Молчание. Шесть секунд.
Ларсен:
— Мы делали попытку впрыснуть немного сострадания в американскую систему уголовного права.
— Да, да, это все я знаю. Но я имею в виду счета для компенсации. Ведь именно про счета они вынюхивают. Они вот-вот придут и скажут, что мы подозреваемся в обмане "Медикал". Вы мухлевали со счетами, Элбин?
— Для чего мне это?
— Скрытный ублюдок, — процедил Майло.
Гулл:
— Не знаю. Но они что-то подозревают. Я хочу знать, есть ли у них какие-нибудь основания для подозрений. Даже если это было просто ошибкой, путаницей в бумагах. Делал ли ты… или Мэри… что-нибудь… хоть что-нибудь, что могло дать им повод? Потому что, я думаю, они жаждут крови, Элбин. Думаю, смерть Мэри направила их мысли в каком-то странном направлении. Они как одержимые. Вроде пациента Мэри, который погиб… Ты знаешь, я лечил его. Гэвин Куик. Мальчишка был в полном смысле одержимым. Я с радостью спихнул его Мэри. И вот, Элбин, эти копы… Имея с ними дело, я начинаю чувствовать себя в какой-то безумной мыльной опере. Те же вопросы снова, снова и снова. Словно они стараются меня сломать.
Восемнадцать секунд.
Гулл:
— Почему ты молчишь?
— Я слушаю тебя.
— Ну вот… Ты знаешь, как бывает при навязчивой идее. Пациент вбивает себе что-то в голову и продолжает это жевать. Все бы ничего, когда ты психотерапевт и способен устанавливать пределы. Но оказаться на другом конце… Это неискушенные люди, Элбин, но они настойчивы. Они воспринимают мир в терминах "охотник — добыча" и не питают никакого уважения к нашей профессии. У меня чувство, что мне отведена роль добычи, а я этого не хочу. И я не думаю, что ты этого хочешь.
— А кто захочет?
— Какое сопереживание, — буркнул Майло.
— Если этого парня посадить на полиграф, иголки даже не дрогнут, — сказал Сэм Диас. — А если Гулла — он заставит машину взорваться.

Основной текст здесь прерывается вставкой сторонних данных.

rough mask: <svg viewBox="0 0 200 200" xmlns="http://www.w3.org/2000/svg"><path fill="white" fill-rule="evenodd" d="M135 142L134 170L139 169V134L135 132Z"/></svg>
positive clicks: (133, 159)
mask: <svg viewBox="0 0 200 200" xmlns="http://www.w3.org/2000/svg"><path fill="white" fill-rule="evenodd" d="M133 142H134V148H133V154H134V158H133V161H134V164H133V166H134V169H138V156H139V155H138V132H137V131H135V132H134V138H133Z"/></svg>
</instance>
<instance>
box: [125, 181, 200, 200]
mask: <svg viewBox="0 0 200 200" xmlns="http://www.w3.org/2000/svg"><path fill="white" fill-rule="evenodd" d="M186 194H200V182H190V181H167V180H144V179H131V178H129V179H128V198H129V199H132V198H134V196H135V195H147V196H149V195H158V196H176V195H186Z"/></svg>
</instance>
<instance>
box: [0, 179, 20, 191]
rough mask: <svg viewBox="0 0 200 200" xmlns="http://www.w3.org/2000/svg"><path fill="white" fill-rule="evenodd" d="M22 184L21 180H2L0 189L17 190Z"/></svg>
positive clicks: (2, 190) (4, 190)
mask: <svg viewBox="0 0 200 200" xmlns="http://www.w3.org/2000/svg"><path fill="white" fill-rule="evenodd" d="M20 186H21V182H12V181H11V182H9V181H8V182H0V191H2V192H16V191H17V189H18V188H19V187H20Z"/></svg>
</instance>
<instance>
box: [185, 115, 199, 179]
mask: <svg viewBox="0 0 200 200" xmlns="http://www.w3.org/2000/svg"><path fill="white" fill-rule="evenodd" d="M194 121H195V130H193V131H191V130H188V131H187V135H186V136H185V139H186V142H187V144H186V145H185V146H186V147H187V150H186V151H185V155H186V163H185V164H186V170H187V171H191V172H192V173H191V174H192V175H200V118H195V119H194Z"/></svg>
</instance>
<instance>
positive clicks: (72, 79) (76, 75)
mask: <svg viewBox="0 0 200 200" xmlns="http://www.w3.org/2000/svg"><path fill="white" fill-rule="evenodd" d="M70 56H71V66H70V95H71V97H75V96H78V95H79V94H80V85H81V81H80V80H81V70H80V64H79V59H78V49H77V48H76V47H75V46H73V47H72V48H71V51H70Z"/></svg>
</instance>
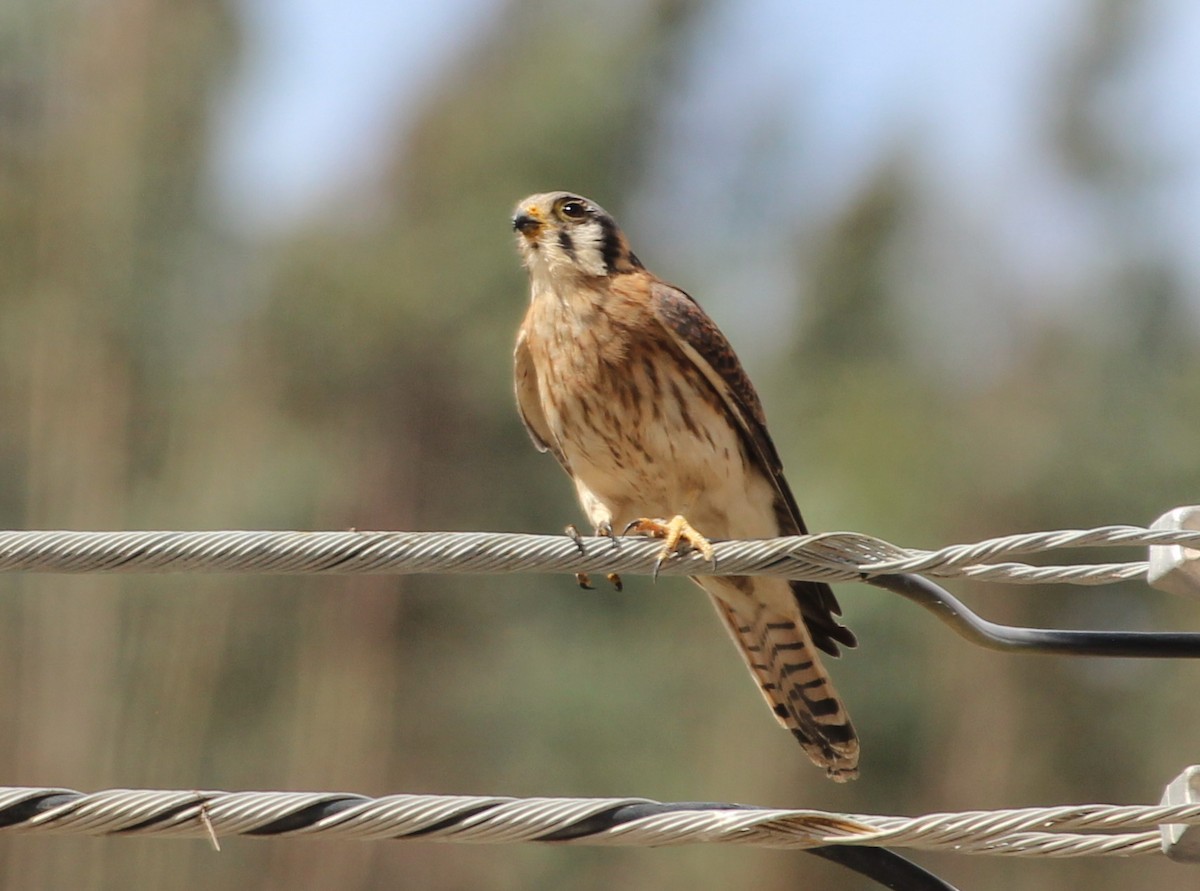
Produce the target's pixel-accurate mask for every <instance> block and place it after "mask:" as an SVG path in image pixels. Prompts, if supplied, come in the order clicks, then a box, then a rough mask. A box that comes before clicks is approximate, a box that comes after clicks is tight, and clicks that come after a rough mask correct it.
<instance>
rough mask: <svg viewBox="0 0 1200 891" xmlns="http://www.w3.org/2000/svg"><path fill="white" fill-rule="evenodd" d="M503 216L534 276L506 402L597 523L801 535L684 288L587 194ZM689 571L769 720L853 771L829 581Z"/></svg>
mask: <svg viewBox="0 0 1200 891" xmlns="http://www.w3.org/2000/svg"><path fill="white" fill-rule="evenodd" d="M512 228H514V229H515V231H516V233H517V245H518V247H520V250H521V256H522V258H523V261H524V265H526V268H527V269H528V271H529V281H530V285H532V300H530V304H529V310H528V312H527V313H526V317H524V321H523V322H522V323H521V330H520V333H518V335H517V345H516V352H515V365H516V369H515V371H516V395H517V407H518V408H520V412H521V418H522V420H523V421H524V425H526V429H527V430H528V431H529V436H530V437H532V438H533V441H534V444H535V446H536V447H538V448H539V449H540V450H542V452H550V453H551V454H553V455H554V458H557V459H558V462H559V464H560V465H563V467H564V468H565V470H566V472H568V474H570V477H571V479H572V480H574V482H575V491H576V494H577V495H578V500H580V503H581V504H582V506H583V512H584V513H586V514H587V516H588V520H589V521H590V522H592V526H593V528H594V530H595V532H596V534H598V536H607V537H614V536H616V534H617V533H618V532H624V531H629V530H634V531H637V532H640V533H643V534H653V536H661V537H662V538H665V539H666V540H665V544H664V550H662V555H661V557H662V558H666V557H670V556H671V554H672V552H673V551H674V550H677V549H678V548H680V546H685V545H684V544H683V543H686V545H690V546H692V548H695V549H697V550H698V551H701V552H702V554H703V555H704V556H707V557H709V558H712V545H710V544H709V543H708V539H707V538H706V536H708V537H712V538H716V539H727V538H770V537H775V536H794V534H803V533H805V532H806V530H805V527H804V520H802V519H800V512H799V509H798V508H797V507H796V498H794V497H793V496H792V491H791V489H788V485H787V480H785V479H784V472H782V466H781V464H780V460H779V453H776V450H775V446H774V443H773V442H772V439H770V436H769V433H768V432H767V423H766V418H764V417H763V411H762V405H761V402H760V401H758V395H757V394H756V393H755V389H754V387H752V385H751V383H750V378H749V377H746V373H745V371H744V370H743V369H742V364H740V363H739V361H738V358H737V355H734V353H733V349H732V347H730V343H728V341H727V340H726V339H725V336H724V335H722V334H721V331H720V330H719V329H718V328H716V325H715V324H714V323H713V321H712V319H710V318H709V317H708V316H707V315H706V313H704V311H703V310H701V309H700V306H698V305H697V304H696V301H695V300H694V299H692V298H691V297H689V295H688V294H685V293H684V292H683V291H680V289H679V288H676V287H674V286H672V285H668V283H667V282H665V281H662V280H661V279H659V277H656V276H655V275H654V274H653V273H650V271H648V270H647V269H646V267H643V265H642V263H641V261H638V259H637V257H636V256H635V255H634V252H632V251H631V250H630V249H629V243H628V241H626V239H625V235H624V234H623V233H622V232H620V229H618V228H617V223H616V222H613V219H612V217H611V216H610V215H608V214H606V213H605V211H604V209H601V208H600V207H599V205H598V204H595V203H594V202H590V201H588V199H587V198H582V197H580V196H577V195H572V193H570V192H546V193H544V195H534V196H532V197H529V198H526V199H524V201H522V202H521V203H520V204H517V208H516V213H515V215H514V217H512ZM700 531H703V534H701V532H700ZM694 581H696V582H697V584H698V585H700V586H701V587H702V588H704V590H706V591H707V592H708V593H709V596H710V597H712V600H713V605H714V606H715V608H716V611H718V614H719V615H720V616H721V618H722V620H724V622H725V627H726V628H727V629H728V632H730V634H731V635H732V638H733V641H734V644H737V646H738V650H739V652H740V653H742V657H743V659H744V660H745V663H746V665H748V666H749V668H750V672H751V674H752V675H754V677H755V681H757V683H758V686H760V688H761V689H762V693H763V695H764V696H766V699H767V704H768V705H769V706H770V708H772V711H773V712H774V714H775V717H776V718H778V719H779V723H780V724H782V725H784V726H786V728H787V729H788V730H791V731H792V732H793V734H794V735H796V738H797V740H799V742H800V746H803V747H804V751H805V752H806V753H808V755H809V758H811V759H812V761H814V763H816V764H817V765H818V766H821V767H824V769H826V771H827V773H828V775H829V777H832V778H833V779H836V781H839V782H844V781H846V779H851V778H853V777H854V776H856V775H857V772H858V737H857V735H856V734H854V728H853V726H852V725H851V723H850V717H848V716H847V713H846V708H845V706H844V705H842V702H841V699H840V698H839V696H838V693H836V692H835V690H834V687H833V681H832V680H830V677H829V675H828V672H827V671H826V669H824V666H823V665H822V664H821V659H820V658H818V656H817V650H823V651H824V652H827V653H829V654H832V656H838V653H839V650H838V645H839V644H842V645H845V646H854V642H856V641H854V635H853V633H852V632H851V630H850V629H847V628H845V627H844V626H841V624H840V623H839V622H838V620H836V618H835V615H840V614H841V610H840V608H839V605H838V600H836V599H835V598H834V594H833V591H830V590H829V586H828V585H824V584H822V582H814V581H787V580H786V579H778V578H769V576H754V578H751V576H731V578H718V576H701V578H696V579H694ZM581 584H582V582H581Z"/></svg>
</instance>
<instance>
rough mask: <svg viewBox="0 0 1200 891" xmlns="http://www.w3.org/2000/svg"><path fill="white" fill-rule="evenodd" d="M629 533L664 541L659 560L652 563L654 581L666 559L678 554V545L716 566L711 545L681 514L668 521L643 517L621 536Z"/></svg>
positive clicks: (711, 543) (708, 540) (659, 551)
mask: <svg viewBox="0 0 1200 891" xmlns="http://www.w3.org/2000/svg"><path fill="white" fill-rule="evenodd" d="M630 532H636V533H637V534H640V536H649V537H650V538H661V539H664V540H662V550H661V551H659V558H658V560H655V561H654V578H655V579H658V578H659V569H661V568H662V564H664V563H665V562H666V561H667V557H670V556H671V555H672V554H678V552H679V545H680V544H688V545H690V546H691V548H695V549H696V550H697V551H700V552H701V554H703V555H704V560H707V561H708V562H709V563H712V564H713V566H714V567H715V566H716V554H715V552H714V551H713V545H712V543H710V542H709V540H708V539H707V538H704V537H703V536H702V534H700V533H698V532H697V531H696V530H695V527H694V526H692V525H691V524H690V522H688V519H686V518H685V516H683V515H682V514H676V515H674V516H672V518H671V519H670V520H652V519H649V518H646V516H643V518H641V519H637V520H634V521H632V522H631V524H629V525H628V526H626V527H625V532H624V533H623V534H629V533H630Z"/></svg>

Гулл взмахнул руками. Диас отодвинул камеру на несколько футов дальше, чтобы была видна вся сцена.
Ларсен просто сидел.
Тридцать две секунды молчания.
Потом заговорил Гулл:
— Должен сказать, я перестаю тебя понимать, Элбин. Я задал тебе ряд серьезных вопросов и не получил ни одного ответа.
Ларсен положил руку на плечо Гуллу. Его голос был мягким:
— Мне нечего тебе сказать, друг мой.
— Нечего?
— Нет. Ничего такого, что тебя могло бы расстроить. — Три секунды. — Ничего такого, чтобы потерять сон.